When it turned out the founder and CEO of Apple computers was sick, Apple fans and investors got worried. In fact, Apple shares fell on the news.
Writing in the New York Times last week, business columnist Joe Nocera says Jobs has a responsibility to come clean with his health problems, if only to soothe investor worries and stop rumours from hurting the stock.
"Last week, he said he had a “hormone imbalance.” Now it’s “more complex” than that — whatever that means. If he really wants people to stop speculating about his health, as he claims, he sure has a funny way of dealing with it. Let’s be honest here: when you are a) a survivor of pancreatic cancer; and b) the world’s most charismatic, and possibly its most irreplaceable, corporate executive, putting out a press release announcing that your problems are “more complex” is only going to fan the flames, not douse them."

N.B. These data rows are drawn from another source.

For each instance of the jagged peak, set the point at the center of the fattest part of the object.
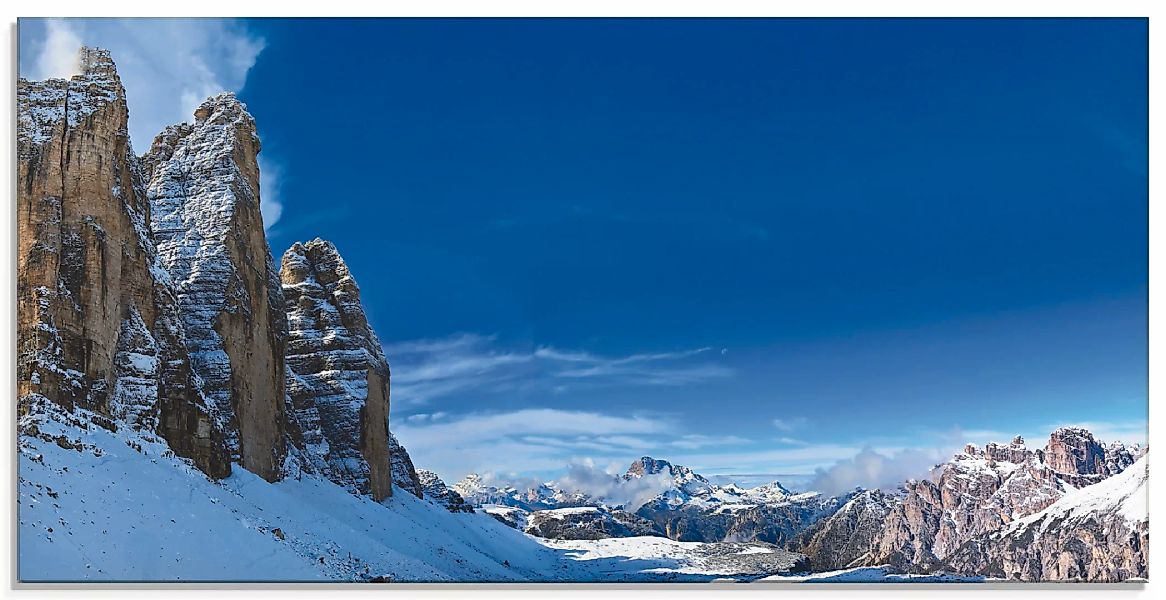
(97, 63)
(307, 260)
(648, 466)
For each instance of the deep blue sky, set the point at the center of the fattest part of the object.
(883, 228)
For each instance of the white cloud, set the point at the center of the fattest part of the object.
(269, 181)
(58, 54)
(872, 468)
(633, 493)
(529, 439)
(430, 368)
(697, 440)
(1135, 431)
(168, 66)
(791, 424)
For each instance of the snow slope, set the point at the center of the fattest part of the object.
(111, 512)
(97, 505)
(1123, 494)
(871, 574)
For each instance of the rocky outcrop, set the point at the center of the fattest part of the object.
(478, 492)
(850, 536)
(98, 324)
(337, 373)
(204, 197)
(405, 475)
(693, 509)
(1096, 534)
(982, 491)
(435, 489)
(1075, 451)
(588, 523)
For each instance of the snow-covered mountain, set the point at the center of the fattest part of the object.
(189, 413)
(669, 500)
(978, 491)
(1100, 533)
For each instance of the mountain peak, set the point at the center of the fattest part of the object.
(97, 63)
(648, 466)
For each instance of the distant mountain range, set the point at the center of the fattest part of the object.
(190, 411)
(920, 527)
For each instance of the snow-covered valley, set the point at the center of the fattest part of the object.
(118, 506)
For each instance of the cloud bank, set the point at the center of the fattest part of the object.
(167, 65)
(870, 468)
(430, 368)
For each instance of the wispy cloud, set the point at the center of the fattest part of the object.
(528, 439)
(791, 423)
(430, 368)
(872, 468)
(271, 180)
(168, 66)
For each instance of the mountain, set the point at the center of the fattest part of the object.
(850, 536)
(188, 411)
(434, 488)
(671, 500)
(203, 189)
(977, 492)
(693, 509)
(588, 523)
(1100, 533)
(337, 376)
(99, 323)
(477, 492)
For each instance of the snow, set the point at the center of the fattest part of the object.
(97, 505)
(1124, 494)
(639, 558)
(870, 574)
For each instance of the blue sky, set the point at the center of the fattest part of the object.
(752, 246)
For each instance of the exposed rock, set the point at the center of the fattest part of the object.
(693, 509)
(98, 324)
(435, 489)
(477, 492)
(405, 474)
(337, 374)
(204, 196)
(1075, 451)
(982, 491)
(588, 523)
(850, 536)
(1096, 534)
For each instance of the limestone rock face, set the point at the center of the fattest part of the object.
(98, 320)
(405, 475)
(850, 536)
(588, 523)
(982, 491)
(435, 489)
(1074, 450)
(1095, 534)
(337, 373)
(204, 199)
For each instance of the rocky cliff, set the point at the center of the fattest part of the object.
(982, 491)
(850, 536)
(435, 489)
(98, 323)
(204, 196)
(338, 376)
(1100, 533)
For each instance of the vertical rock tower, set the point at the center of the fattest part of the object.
(204, 196)
(98, 323)
(337, 373)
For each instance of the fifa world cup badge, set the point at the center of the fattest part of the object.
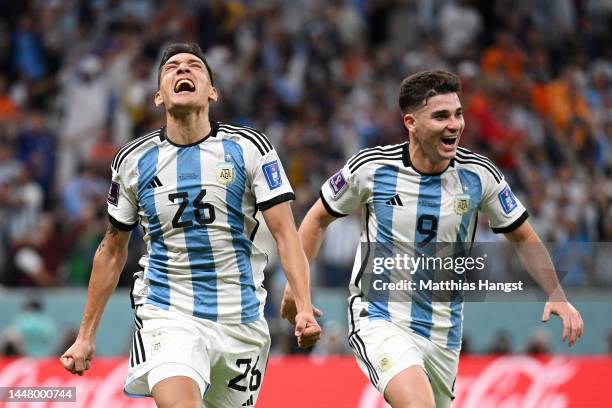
(225, 173)
(462, 204)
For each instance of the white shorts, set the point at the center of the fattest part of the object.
(383, 349)
(227, 361)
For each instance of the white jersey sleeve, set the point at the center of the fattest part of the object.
(122, 203)
(270, 183)
(505, 212)
(341, 194)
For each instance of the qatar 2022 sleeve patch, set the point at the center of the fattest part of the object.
(272, 173)
(507, 200)
(338, 184)
(113, 194)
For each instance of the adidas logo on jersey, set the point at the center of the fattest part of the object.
(155, 183)
(395, 201)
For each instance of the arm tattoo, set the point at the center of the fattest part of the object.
(110, 231)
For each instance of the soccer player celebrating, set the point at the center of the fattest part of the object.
(195, 186)
(425, 190)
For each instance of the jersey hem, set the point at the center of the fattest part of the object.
(517, 223)
(328, 207)
(121, 226)
(265, 205)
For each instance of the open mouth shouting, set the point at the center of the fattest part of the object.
(184, 85)
(450, 142)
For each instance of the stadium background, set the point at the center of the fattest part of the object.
(320, 78)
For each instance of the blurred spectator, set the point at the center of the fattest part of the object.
(85, 189)
(36, 146)
(337, 253)
(501, 343)
(34, 331)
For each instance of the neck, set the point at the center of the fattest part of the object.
(422, 163)
(184, 129)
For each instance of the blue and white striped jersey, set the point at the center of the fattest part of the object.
(401, 205)
(197, 205)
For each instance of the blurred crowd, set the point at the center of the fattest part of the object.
(320, 78)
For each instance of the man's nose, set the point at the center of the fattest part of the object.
(454, 123)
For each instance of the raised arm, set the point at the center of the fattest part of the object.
(280, 222)
(108, 263)
(536, 259)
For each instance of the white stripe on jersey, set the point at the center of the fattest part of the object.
(404, 206)
(197, 204)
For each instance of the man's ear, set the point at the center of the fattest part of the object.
(213, 95)
(410, 122)
(158, 99)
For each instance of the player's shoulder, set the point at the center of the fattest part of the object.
(136, 147)
(378, 155)
(247, 136)
(478, 163)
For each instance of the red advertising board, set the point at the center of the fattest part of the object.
(515, 381)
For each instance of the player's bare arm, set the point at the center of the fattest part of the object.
(311, 234)
(536, 259)
(280, 222)
(108, 263)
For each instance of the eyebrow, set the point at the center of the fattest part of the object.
(189, 61)
(445, 111)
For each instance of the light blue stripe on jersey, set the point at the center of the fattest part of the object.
(157, 271)
(199, 250)
(470, 182)
(428, 203)
(384, 189)
(243, 247)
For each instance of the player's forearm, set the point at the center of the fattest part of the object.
(295, 265)
(107, 266)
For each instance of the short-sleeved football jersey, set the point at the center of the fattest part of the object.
(197, 205)
(401, 205)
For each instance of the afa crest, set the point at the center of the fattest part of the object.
(225, 173)
(462, 204)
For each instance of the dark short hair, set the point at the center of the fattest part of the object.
(179, 48)
(416, 89)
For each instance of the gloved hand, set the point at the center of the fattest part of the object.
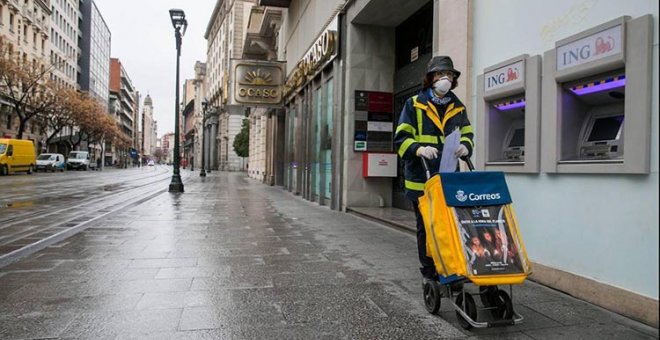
(427, 152)
(461, 151)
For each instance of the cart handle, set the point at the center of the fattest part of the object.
(428, 172)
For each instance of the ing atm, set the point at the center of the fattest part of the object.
(508, 115)
(597, 99)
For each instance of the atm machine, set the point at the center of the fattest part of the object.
(588, 113)
(508, 115)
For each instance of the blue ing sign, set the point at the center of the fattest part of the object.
(466, 189)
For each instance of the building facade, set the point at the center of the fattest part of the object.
(202, 140)
(65, 51)
(123, 99)
(25, 27)
(95, 53)
(266, 123)
(189, 118)
(351, 65)
(224, 35)
(167, 148)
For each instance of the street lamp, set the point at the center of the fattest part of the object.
(178, 22)
(205, 105)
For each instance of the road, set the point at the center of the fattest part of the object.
(232, 258)
(40, 209)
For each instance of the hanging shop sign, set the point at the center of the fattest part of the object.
(322, 51)
(255, 82)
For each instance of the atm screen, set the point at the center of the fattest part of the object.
(518, 138)
(605, 128)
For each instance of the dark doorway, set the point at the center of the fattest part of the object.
(414, 47)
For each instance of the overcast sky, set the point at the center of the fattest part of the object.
(143, 40)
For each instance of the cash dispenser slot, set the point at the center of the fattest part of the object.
(599, 104)
(508, 127)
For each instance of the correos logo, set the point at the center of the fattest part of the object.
(461, 197)
(475, 197)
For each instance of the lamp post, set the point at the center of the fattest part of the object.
(205, 105)
(178, 22)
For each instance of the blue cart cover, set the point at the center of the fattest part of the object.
(476, 188)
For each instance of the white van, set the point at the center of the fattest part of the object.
(78, 160)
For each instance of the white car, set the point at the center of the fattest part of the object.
(78, 160)
(50, 162)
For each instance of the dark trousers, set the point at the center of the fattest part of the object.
(428, 269)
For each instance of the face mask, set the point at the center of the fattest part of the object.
(442, 85)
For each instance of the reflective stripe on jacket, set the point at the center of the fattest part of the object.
(423, 123)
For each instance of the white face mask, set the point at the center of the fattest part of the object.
(442, 85)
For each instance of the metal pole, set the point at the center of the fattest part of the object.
(177, 185)
(202, 172)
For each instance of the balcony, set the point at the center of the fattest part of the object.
(13, 4)
(27, 14)
(274, 3)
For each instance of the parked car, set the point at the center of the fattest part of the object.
(16, 155)
(78, 160)
(50, 162)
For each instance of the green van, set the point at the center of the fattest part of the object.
(16, 155)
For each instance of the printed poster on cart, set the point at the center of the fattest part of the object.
(487, 240)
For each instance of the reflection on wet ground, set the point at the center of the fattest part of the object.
(234, 259)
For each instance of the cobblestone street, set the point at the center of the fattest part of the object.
(235, 259)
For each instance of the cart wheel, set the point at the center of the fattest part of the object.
(470, 309)
(488, 295)
(503, 307)
(432, 296)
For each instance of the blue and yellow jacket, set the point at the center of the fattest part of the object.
(423, 123)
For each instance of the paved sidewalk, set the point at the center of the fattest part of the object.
(235, 259)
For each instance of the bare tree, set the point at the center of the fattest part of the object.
(23, 85)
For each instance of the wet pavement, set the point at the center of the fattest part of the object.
(235, 259)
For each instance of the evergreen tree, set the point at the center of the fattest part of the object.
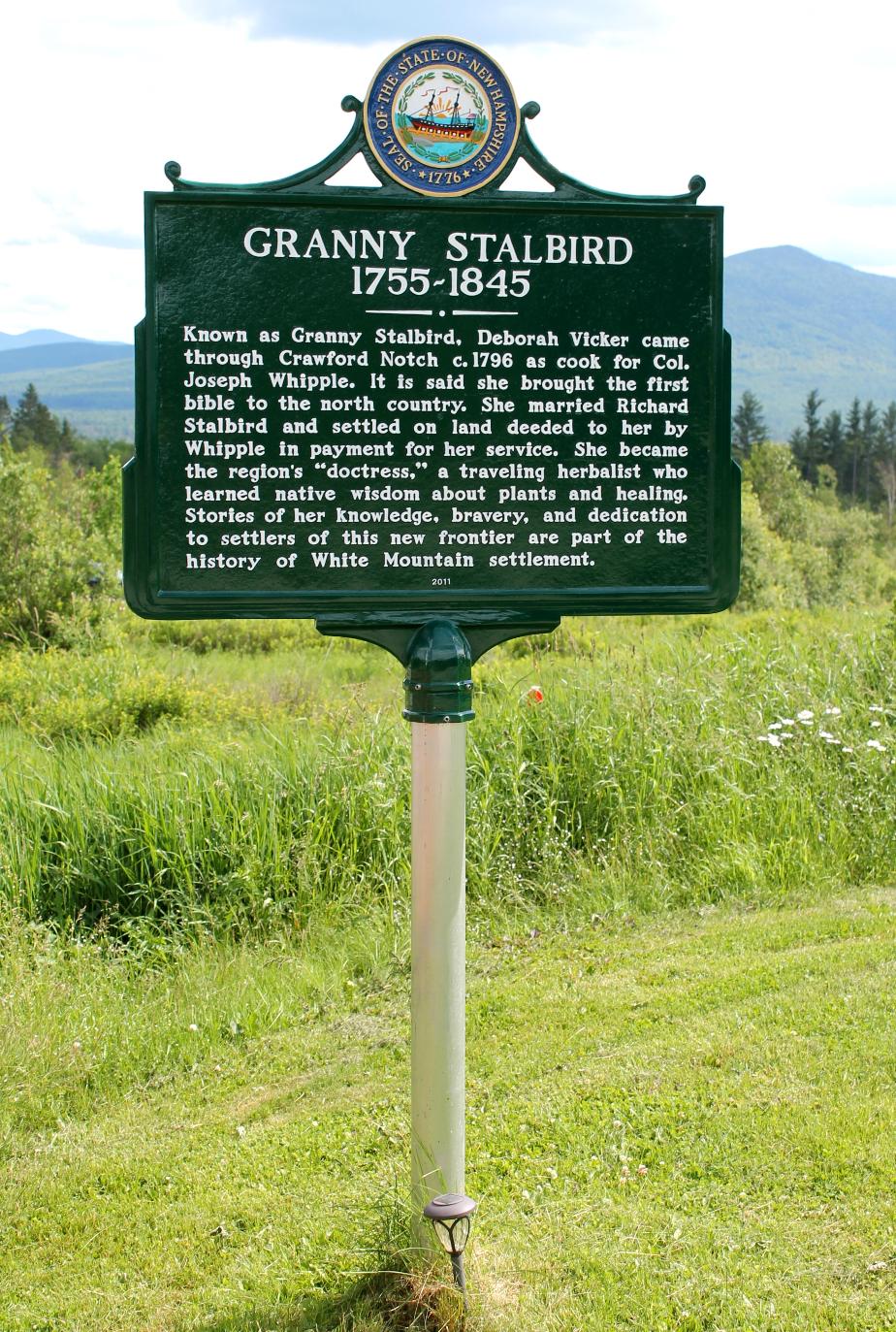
(852, 448)
(835, 443)
(35, 424)
(885, 461)
(749, 425)
(868, 446)
(809, 442)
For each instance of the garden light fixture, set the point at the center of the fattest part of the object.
(452, 1217)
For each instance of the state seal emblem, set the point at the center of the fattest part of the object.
(441, 117)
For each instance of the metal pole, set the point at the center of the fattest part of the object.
(438, 689)
(438, 972)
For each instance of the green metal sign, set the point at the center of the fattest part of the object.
(374, 407)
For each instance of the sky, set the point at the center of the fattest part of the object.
(785, 108)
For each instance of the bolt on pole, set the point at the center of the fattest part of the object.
(438, 686)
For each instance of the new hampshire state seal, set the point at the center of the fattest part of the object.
(441, 117)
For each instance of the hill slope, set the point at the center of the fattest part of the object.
(798, 322)
(802, 322)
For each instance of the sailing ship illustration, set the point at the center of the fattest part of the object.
(438, 118)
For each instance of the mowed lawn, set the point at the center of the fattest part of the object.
(675, 1121)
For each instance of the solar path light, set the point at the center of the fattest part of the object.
(452, 1218)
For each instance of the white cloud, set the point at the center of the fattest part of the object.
(784, 110)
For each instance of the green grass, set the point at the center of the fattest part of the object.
(681, 1067)
(217, 1136)
(222, 790)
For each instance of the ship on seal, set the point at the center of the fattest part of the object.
(434, 123)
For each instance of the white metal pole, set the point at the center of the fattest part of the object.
(438, 946)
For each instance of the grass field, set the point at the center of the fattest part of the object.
(682, 898)
(679, 1121)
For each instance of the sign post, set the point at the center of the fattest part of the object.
(437, 703)
(432, 414)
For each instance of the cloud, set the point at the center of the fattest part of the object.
(111, 239)
(352, 21)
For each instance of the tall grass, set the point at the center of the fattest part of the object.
(646, 777)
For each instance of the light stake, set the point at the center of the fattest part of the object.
(452, 1218)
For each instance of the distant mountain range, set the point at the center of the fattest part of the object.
(798, 322)
(89, 382)
(802, 322)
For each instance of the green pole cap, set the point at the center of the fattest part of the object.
(438, 685)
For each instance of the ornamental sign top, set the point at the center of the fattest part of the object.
(441, 117)
(437, 397)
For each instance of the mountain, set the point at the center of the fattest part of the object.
(46, 356)
(36, 338)
(798, 322)
(88, 382)
(802, 322)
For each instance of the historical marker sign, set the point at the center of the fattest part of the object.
(378, 406)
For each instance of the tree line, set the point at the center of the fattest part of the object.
(32, 428)
(853, 454)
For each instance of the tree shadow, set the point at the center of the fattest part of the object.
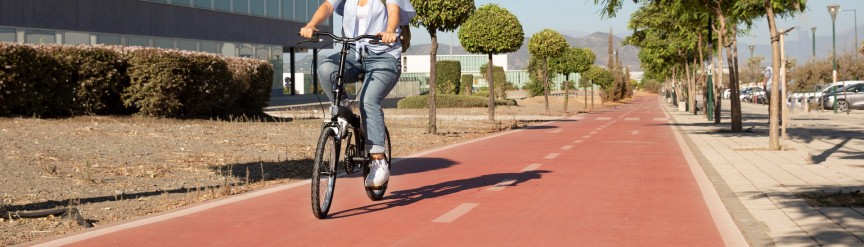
(410, 196)
(844, 217)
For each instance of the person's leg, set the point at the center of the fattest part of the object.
(329, 69)
(382, 73)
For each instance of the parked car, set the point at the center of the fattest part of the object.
(851, 97)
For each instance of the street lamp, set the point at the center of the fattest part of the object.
(751, 50)
(813, 31)
(833, 9)
(855, 47)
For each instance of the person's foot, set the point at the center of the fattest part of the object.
(379, 173)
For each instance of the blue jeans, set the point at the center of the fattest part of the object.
(382, 73)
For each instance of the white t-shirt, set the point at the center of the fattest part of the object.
(363, 18)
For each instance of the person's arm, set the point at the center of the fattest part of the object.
(324, 11)
(389, 35)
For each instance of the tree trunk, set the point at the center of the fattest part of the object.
(773, 132)
(546, 84)
(491, 82)
(432, 128)
(566, 91)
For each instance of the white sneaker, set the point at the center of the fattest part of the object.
(379, 173)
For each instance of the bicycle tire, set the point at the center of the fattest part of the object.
(324, 170)
(378, 194)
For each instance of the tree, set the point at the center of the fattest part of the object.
(444, 16)
(547, 44)
(573, 60)
(491, 30)
(449, 74)
(598, 76)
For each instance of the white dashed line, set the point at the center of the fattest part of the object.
(503, 184)
(531, 167)
(457, 212)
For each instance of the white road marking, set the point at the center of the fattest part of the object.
(501, 185)
(457, 212)
(531, 167)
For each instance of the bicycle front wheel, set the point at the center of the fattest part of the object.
(324, 172)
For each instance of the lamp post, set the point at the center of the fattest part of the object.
(813, 32)
(751, 47)
(833, 9)
(854, 47)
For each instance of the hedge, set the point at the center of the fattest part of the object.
(448, 101)
(64, 80)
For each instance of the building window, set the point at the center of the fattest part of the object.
(188, 45)
(300, 10)
(263, 52)
(241, 6)
(273, 9)
(246, 50)
(211, 47)
(258, 8)
(8, 35)
(76, 38)
(182, 2)
(40, 37)
(229, 50)
(163, 43)
(204, 4)
(222, 5)
(107, 39)
(137, 41)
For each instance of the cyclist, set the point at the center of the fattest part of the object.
(380, 62)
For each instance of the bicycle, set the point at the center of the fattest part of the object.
(333, 134)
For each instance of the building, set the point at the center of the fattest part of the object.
(263, 29)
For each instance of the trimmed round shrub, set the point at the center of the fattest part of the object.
(448, 101)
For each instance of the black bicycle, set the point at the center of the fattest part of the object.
(335, 135)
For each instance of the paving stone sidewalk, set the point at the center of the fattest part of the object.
(760, 188)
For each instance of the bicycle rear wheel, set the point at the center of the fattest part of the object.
(377, 194)
(324, 173)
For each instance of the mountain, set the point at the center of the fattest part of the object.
(597, 42)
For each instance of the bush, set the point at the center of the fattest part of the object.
(467, 83)
(447, 77)
(32, 83)
(62, 80)
(252, 81)
(98, 76)
(449, 101)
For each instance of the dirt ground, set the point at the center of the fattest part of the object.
(116, 168)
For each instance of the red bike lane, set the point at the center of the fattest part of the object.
(612, 178)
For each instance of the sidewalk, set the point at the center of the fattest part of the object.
(825, 153)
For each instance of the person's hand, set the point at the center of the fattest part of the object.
(307, 31)
(388, 37)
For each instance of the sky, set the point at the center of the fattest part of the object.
(582, 17)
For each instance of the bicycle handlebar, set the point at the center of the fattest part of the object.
(375, 39)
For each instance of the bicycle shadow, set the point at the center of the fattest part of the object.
(411, 196)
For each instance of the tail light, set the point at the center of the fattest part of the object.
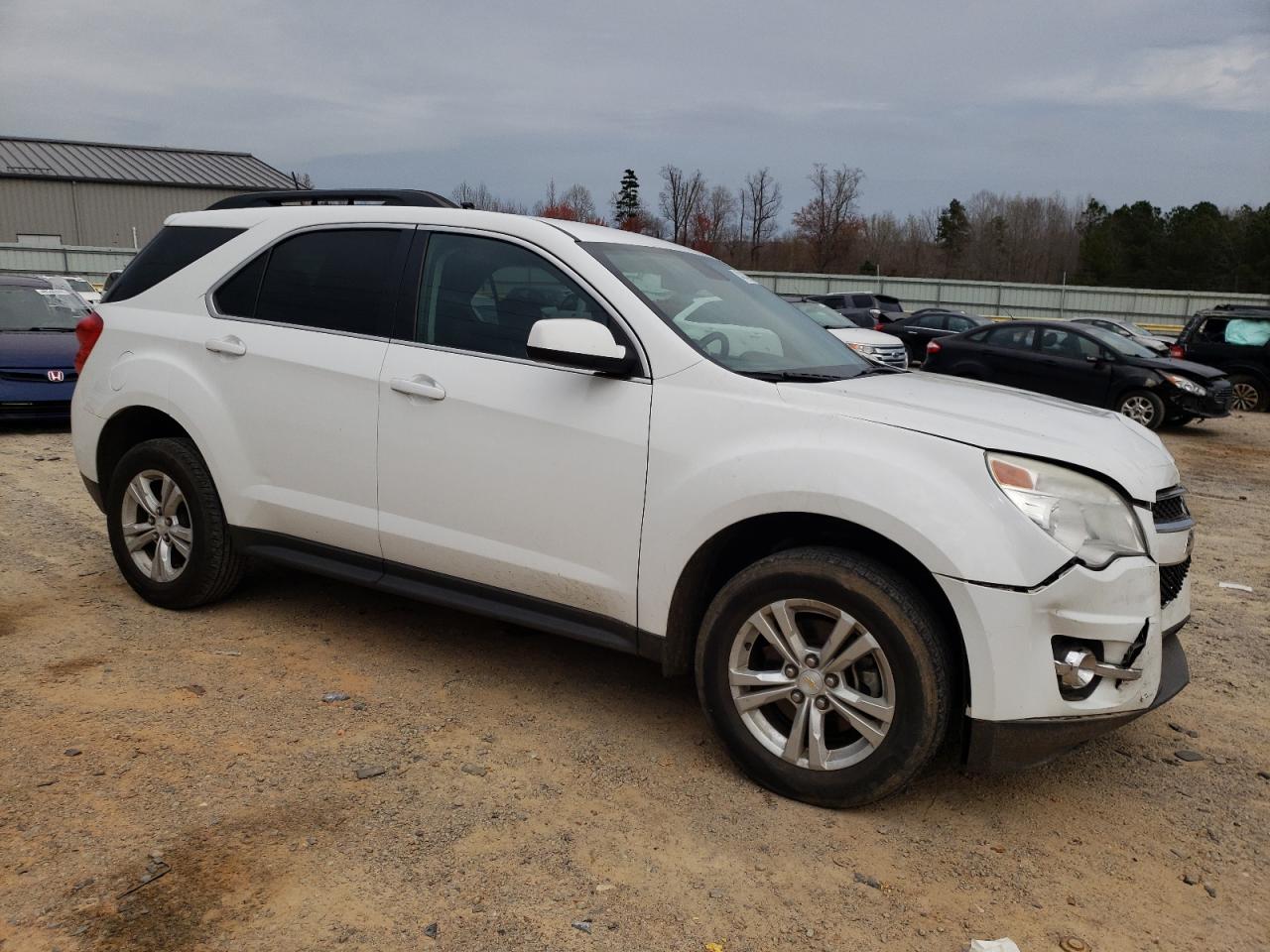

Arguing that Jobs' "health is a material fact for Apple’s shareholders," the company has a responsibility to disclose fully any health concerns, Nocera says.
"Enough is enough. If Mr. Jobs wants privacy, he should resign from Apple. If he did, of course, his health would no longer be anybody’s business but his own."
Not everyone agrees. In his Bioethics Discussion Blog, Los Angeles doctor Maurice Bernstein outlines the ethical questions involved.
"What defines an `important person' (any business man who runs a public shares company? A well-known movie or sports star? A candidate for a public office or one who is already in public office? A scientist who is on the verge of discovery? A physician in active medical/surgical practice? An airline pilot? .. and so on), Who sets the limits of personal medical information which must be disclosed?"
Summer Johnson, writing on the bioethics blog at Loyola University, written by editors of the American Journal of Bioethics, says says health issues of public figures should only be made public if they are hidden and affect their ability to do their jobs.
"Unless his health is so poor that his mental function is actually impaired to the point that he imperils the company and then he actually refuses to do what he actually did do (step-down as CEO temporarily taking medical leave), then and only then would a public outing of someone's medical status for the public good be morally justified. Otherwise, such medical information should be kept private unless the individual wishes to make it public."
Nocera, however, argues that Jobs has not been as upfront as he could have been.
"The time has come for Apple’s board to wrest control of this subject from Mr. Jobs, and do the right thing by the company’s shareholders. Say, once and for all, what is going on with Mr. Jobs’s health. Put the subject to rest. End the constant rumormongering. And then get back to the business of making the coolest products on earth."
Nocera, of course, is not a bioethicist. He is a business columnist -- so it's probably not surprising that he wants as much information released as possible.